Hoy voy un poco más rápido de lo habitual, cuando han sonado las doce campanadas me he sentido raro. He notado cómo se me erizaba el pelo de todo el cuerpo. Tengo que darme prisa, he de ir con mi humana. Ella me necesita. Corro entre las piernas de los atareados compradores y casi tiro al suelo a un par de despistados que se han cruzado en mi camino. A la carrera no soy el minino adorable que suplica comida con ojos líquidos y relucientes. Corriendo soy como una bestia parda con fulgor en la mirada. Soy una centella, una pantera en miniatura… Vale, una pantera un poco rechoncha y más parecida a un panda, pero con mucha clase aún y así.
Nada más desatascarme de la valla de mi jardín siento que algo anda mal. No noto en el aire el olorcillo de algún guiso cociéndose en la atiborrada cocina de la casa. Se me vuelve a erizar toda la piel. Mi humana, mi vieja adorable, ¿dónde está el frus-frus de sus zapatillas sobre el linóleo? Silencio absoluto. Tengo frío en las patitas.
Antes de entrar en la cocina detecto una  de sus mullidas zapatillas rosas en mitad del pasillo. Allí está, quieta y boquiabierta, como esperando ser mordida por mí. Pero no tengo tiempo para juegos, ¿dónde se esconde mi humana, mi amiga? Empiezo a maullar con toda mi alma de gato viejo. Allí está ella, tirada en el suelo, retorcida contra los fogones con la mirada perdida en el techo. Rujo de dolor, salto sobre ella y lamo su cara fría, sus pliegues blandos, con toda mi alma. Mi lengua rasposa apenas consigue hacerla reaccionar. Pero sí, aún hay vida en su cuerpo retorcido. Entonces aumento la intensidad de mis maullidos, mis alaridos desesperados alertan por fin al vecino de al lado, el dueño del perro tonto que tanto me incordia, pero que en ese momento me parece un dios de los mares. El hombre actúa con rapidez y le aplica los primeros auxilios a mi viejecita mientras llama con el móvil a emergencias.

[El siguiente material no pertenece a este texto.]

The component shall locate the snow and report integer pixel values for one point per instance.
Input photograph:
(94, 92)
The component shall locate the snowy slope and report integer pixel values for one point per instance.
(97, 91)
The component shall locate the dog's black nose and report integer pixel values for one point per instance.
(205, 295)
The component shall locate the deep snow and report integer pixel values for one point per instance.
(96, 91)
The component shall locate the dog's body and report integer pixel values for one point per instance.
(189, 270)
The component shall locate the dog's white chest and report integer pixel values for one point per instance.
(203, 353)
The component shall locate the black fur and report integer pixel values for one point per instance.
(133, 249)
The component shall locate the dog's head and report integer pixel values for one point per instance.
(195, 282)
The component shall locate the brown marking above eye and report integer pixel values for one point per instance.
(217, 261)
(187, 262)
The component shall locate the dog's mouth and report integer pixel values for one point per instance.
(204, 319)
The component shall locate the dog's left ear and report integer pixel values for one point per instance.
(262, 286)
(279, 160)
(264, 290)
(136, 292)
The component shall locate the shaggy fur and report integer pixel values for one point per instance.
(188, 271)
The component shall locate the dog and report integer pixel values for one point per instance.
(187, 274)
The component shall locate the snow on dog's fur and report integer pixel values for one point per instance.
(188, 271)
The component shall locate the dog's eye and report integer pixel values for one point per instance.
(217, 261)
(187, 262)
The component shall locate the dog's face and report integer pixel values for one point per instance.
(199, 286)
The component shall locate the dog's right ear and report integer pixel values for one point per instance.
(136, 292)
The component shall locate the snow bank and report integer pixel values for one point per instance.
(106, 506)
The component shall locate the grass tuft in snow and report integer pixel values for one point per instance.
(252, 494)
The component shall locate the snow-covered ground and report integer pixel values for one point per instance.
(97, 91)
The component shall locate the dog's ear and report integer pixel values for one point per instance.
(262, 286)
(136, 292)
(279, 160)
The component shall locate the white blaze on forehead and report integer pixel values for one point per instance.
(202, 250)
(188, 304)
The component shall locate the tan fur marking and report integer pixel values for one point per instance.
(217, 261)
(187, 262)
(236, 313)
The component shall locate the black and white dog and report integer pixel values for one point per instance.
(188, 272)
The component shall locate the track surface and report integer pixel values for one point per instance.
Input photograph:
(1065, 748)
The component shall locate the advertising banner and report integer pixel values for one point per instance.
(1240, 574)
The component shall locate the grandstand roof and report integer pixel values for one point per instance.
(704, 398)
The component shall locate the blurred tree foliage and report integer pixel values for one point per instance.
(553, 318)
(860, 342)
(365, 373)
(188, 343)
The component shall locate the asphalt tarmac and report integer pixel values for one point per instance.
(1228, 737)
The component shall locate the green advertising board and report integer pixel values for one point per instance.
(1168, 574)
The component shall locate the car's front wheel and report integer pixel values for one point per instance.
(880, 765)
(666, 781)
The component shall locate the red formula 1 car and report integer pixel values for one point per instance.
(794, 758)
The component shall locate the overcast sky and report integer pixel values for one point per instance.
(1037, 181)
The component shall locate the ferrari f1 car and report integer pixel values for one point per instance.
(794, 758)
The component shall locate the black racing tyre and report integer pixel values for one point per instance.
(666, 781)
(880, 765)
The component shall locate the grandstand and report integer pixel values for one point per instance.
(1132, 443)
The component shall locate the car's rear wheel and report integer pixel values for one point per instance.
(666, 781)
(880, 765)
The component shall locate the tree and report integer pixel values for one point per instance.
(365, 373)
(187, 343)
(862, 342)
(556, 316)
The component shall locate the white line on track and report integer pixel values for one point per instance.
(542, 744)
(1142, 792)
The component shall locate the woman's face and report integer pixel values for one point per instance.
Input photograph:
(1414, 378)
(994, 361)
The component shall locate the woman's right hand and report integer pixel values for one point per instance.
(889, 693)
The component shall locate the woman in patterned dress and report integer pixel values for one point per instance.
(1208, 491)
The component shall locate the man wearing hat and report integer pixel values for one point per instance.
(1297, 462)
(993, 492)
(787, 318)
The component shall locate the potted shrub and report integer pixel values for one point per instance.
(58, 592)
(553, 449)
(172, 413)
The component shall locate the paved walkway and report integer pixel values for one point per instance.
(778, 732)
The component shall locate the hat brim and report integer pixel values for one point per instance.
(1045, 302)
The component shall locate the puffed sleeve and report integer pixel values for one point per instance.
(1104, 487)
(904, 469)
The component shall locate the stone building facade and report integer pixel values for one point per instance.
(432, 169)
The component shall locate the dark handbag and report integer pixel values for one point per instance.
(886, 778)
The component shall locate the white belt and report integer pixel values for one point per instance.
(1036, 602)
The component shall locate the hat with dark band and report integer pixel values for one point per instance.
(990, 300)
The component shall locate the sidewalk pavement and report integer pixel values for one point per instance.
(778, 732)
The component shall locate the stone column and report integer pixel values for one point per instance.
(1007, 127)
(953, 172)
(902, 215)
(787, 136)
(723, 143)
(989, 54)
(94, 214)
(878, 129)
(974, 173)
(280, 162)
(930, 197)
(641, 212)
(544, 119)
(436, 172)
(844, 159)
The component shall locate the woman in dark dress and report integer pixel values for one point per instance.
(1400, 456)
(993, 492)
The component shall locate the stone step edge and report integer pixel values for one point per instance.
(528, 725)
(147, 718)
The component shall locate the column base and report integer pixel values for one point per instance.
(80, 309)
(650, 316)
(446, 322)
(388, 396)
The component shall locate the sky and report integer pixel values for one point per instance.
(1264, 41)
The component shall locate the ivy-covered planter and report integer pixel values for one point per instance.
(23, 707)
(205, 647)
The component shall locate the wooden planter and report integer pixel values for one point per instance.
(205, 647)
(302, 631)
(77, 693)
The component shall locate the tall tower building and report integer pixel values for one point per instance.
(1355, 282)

No sé si saldrá de ésta, pero de una cosa sí estoy seguro. Yo no me bajo de encima de mi amiga ni que me den con una pala. Aquí estoy yo, ronroneando sobre su regazo, hasta que lleguemos al hospital y luego me quedaré en vela toda la noche para cuidar de ella, porque es mi humana y es mi responsabilidad. Y a ver quién es el guapo que se mete con un minino adorable como yo, un adorable gatito que apenas pesa 8 kilos. No me moverán.¡Miau!




18.5.16

Maderas nobles

Te compras un mueble de auto-montaje y sientes que tu vida deja de tener sentido tal y cómo la concebías hasta hace apenas unas semanas.

Me llamo Tamara Márquez Guillón y siempre he querido vivir rodeada de belleza y comodidades. Mi familia no era precisamente rica, pero me educaron para ser de la élite. Y lo conseguí. Estudié arquitectura y monté un estudio profesional que estaba de moda, por lo que me ganaba la vida más que suficientemente. Vivía con mi novio en un precioso ático en el centro de la ciudad decorado con las últimas tendencias en muebles y electrodomésticos, que iba cambiando a mi antojo según mi estado de ánimo. Me apasionaban especialmente los muebles caros, de maderas raras y exquisitas. Eran una auténtica obsesión para mí. Tanto que había meses que me gastaba gran parte de mi sueldo en renovar habitaciones enteras con los elementos más caros y sofisticados del mercado. Mi novio, un guapísimo modelo de ropa interior, también se ganaba la vida de maravilla y en cierta forma compartía mi afición por las maderas delicadas. O eso creía yo.

Un día lo pillé encima de mi magnífico escritorio imperial en madera de bocote, de color café amarillento con dramáticas vetas casi negras del sur de México. Estaba montándoselo con nuestra decoradora de interiores. Una rubia casi albina que nos había decorado precisamente el estudio que tan sacrílegamente estaban profanando. Fue todo un shock para mí. Lo eché de casa sin muchos miramientos. ¡Pobre escritorio mío! ¡Cómo se le ocurría profanarlo así! Además se atrevieron a rayármelo, los muy descarados.

Así que me quedé sin novio y con un mueble carísimo mancillado. No pude volver a dibujar mis planos sobre él. Caí en una lenta pero inexorable depresión y desatendí mi estudio de arquitectura. Empecé a tomar muy malas decisiones y me metí en un par de funestos negocios. Sin embargo, seguí comprando muebles compulsivamente hasta que mi cuenta bancaria quebró y me hallé sin dinero para seguir pagando mi elevado tren de vida.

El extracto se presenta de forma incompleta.